TRANSFORMERS is intense with its eye candy aspect that it will give your eyeballs diabetes. Making sure, it does not fall short with being a mere piece of eye candy, it is backed up with an excellent script, simple but effective storyline, and excellent acting. There is enough charm for the characters, producer Steven Spielberg has even managed to give the movie its Spielberg touch as the characters of the kid, Sam Witwicky makes a sort of "ET" friendship with the Autobot Bumblebee.

Michael Bay is considered a reliable director when it comes to visually stimulating movies. His movies are often overly yet unoriginally stylistic but definitely pleasing to the eyes. His visuals often show stark colors, and rarely (perhaps never) utilizes a filtered look. Everything always looks so crystal clear. His style is very much of commercial quality and does the job, staying true to his signature of being a purely eye candy "commercial" director. Always perfect for action and sci-fi movies, Michael Bay's style can mirror George Lucas' Star Wars prequels. That is why Michael Bay is perfect for a TRANSFORMERS adaptation.

Let's be honest, even though I adored the Transformers as a kid, you cannot deny that there isn’t much of a storyline to work with Transformers. Up from the start, Transformers is a big eye candy commercial for toys, and with the movies, it is now a big eye candy commercial for automobiles (notice that they’re featuring the similar brand of cars?). It's the Transformers; it's escapist fantastic fun.

This movie is perfect project for Michael Bay's style. In a Michael Bay movie, you come for the visual treat; you come to have your eyes fattened up. From dizzying stunts, to gorgeous casting, Michael Bay delivers the goods, insuring it to have its commercial success.

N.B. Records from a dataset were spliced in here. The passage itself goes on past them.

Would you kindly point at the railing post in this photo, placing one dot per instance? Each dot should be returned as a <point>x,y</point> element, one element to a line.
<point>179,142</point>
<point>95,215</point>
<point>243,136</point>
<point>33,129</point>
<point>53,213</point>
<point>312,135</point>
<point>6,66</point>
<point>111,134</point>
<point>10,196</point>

The minimal downsides to this project is that Michael Bay's overly stylistic style sometimes cushions and minimizes the impact of some of the film's great scenes. Many Transformer duels are denied of having a fully outstanding impact because either of Bay's "stylistic shaky" cinematography or "dizzying camera shots" often deprive the audience of seeing in its full grandeur many of the robot duels. Also a downside is the film's lack of clear storytelling, something that the visuals make you disregard. With the visuals actually turning off your brain, you will only realize that there are some unanswered questions and unclear consistency after you’ve seen the film a week later.

Purists may also be disappointed by the character designs that did not mirror the original look of the Transformer robots. I also have agreed with this opinion initially, but once the movie begins, you forget all the geek protestations about the robot designs, it doesn’t matter too much anymore whether Optimus Prime looked different from the original design. What matters is that the movie was able to turn you into a kid once again, applauding at the fun-filled adventure and the positively-buzzing action.

It was a good thing that I wasn’t able to submit the first draft of my film review for this movie last week. Because it really is the kind of movie that would have you zombified, grinning with two thumbs up, salivating to watch it again. I know I was, and it took me a week to see the two sides of the coin. If you haven’t seen this yet, you should probably jump in line, missing it will make you regret not seeing it in the silver screen. TRANSFORMERS is definitely MORE THAN MEETS THE EYE.